We are of the opinion this is the proper construction for several reasons. First, a perusal of the forerunners of § 21-31-23 reveals the same language used; thus, prior legislative enactments of this statute do not indicate “or” should be construed as “and.” Secondly, since there is no legislative intent which we can glean to the contrary, the word “or” must be accepted in its popular disjunctive form as meaning “an alternative between different or unlike *1040things, states, or actions.” Webster’s Third New International Dictionary 1585 (1961). We stated in Mississippi Power Co. v. Jones, 369 So.2d 1381, 1388 (Miss.1979), the following rule of statutory construction:

Popular words in statutes must be accepted in their popular sense and the Court must attempt to glean from the statutes the legislative intent. Dennis v. Travelers Insurance Co., 234 So.2d 624 (Miss.1970); Mississippi State Tax Commission v. Hinton, 218 So.2d 740 (Miss.1969). Where the language used by the legislature in a statute is plain and unambiguous and conveys a clear and definite meaning there is no occasion to resort to rules of statutory interpretation. Forman v. Carter, 269 So.2d 865 (Miss.1972); State v. Heard, 246 Miss. 774, 151 So.2d 417 (1963).

Present application of this rule brings us to the conclusion that the legislative intent was to use “or” in the disjunctive.

Finally, we note the Civil Service Commission’s powers are only such as are granted by the legislature and “where a statute enumerates the powers given, it must be held that it names all the powers dealt with therein, and that there is nothing implied.” Tepper Bros. v. Buttross, 178 Miss. 659, 664, 174 So. 556 (1937); see also 15A Am.Jur.2d, Civil Service § 10 (1976). Thus we conclude that “or” if construed in the conjunctive would grant a greater power than expressly given by statute to the Civil Service Commission. Therefore, we are of the opinion the Civil Service Commission had the power to modify Banks’ dismissal either by demotion or suspension, but not both; and we reverse and remand for proper modification in accordance with § 21-31-23.

We now consider the appellee’s cross-appeal concerning the motion to quash the writ of certiorari which it is contended should have been granted. A writ of certio-rari is granted to determine questions of law on the face of the record and proceedings. Here the Civil Service Commission’s quasi-judicial modification presented a question of law upon the construction to be given § 21-31 — 23. The circuit court may review the decision of an inferior tribunal acting in a judicial or quasi-judicial capacity on a writ of certiorari provided it is confined to questions of law.

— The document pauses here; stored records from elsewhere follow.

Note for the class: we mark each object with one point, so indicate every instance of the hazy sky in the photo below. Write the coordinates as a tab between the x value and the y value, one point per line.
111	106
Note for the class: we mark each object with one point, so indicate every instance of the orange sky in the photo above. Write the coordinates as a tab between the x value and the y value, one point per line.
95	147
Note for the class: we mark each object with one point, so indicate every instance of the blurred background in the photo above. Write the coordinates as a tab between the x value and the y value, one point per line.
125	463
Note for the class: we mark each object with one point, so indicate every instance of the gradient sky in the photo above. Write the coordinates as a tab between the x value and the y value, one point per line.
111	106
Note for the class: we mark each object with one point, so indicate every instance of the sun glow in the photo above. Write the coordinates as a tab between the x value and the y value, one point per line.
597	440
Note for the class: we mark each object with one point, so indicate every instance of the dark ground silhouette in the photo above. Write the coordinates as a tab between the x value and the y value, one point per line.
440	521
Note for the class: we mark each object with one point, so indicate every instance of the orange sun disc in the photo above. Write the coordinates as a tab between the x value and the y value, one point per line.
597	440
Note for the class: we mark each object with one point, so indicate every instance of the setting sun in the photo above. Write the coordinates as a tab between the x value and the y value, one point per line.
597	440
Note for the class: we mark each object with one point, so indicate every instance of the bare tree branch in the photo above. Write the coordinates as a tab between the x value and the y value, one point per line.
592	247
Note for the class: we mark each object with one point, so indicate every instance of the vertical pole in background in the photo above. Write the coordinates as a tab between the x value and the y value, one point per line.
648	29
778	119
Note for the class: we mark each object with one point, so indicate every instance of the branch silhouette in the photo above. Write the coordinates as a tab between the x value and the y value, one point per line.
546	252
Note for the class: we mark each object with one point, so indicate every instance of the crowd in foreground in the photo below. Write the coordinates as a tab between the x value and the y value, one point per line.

Glover v. City Council of Columbus, 132 Miss. 776, 96 So. 521 (1923); Board of Supervisors of Forrest County v. Melton, 123 Miss. 615, 86 So. 369 (1920); MCA §§ 11-51-93, 11-51-95 (1972). Therefore, we affirm the circuit court’s denial of appellee’s motion to quash the writ of certiorari.

REVERSED AND REMANDED ON DIRECT APPEAL; AFFIRMED ON CROSS-APPEAL.

SMITH, P. J., ROBERTSON, P. J., and SUGG, WALKER, BROOM, LEE, BOWLING and HAWKINS, JJ., concur.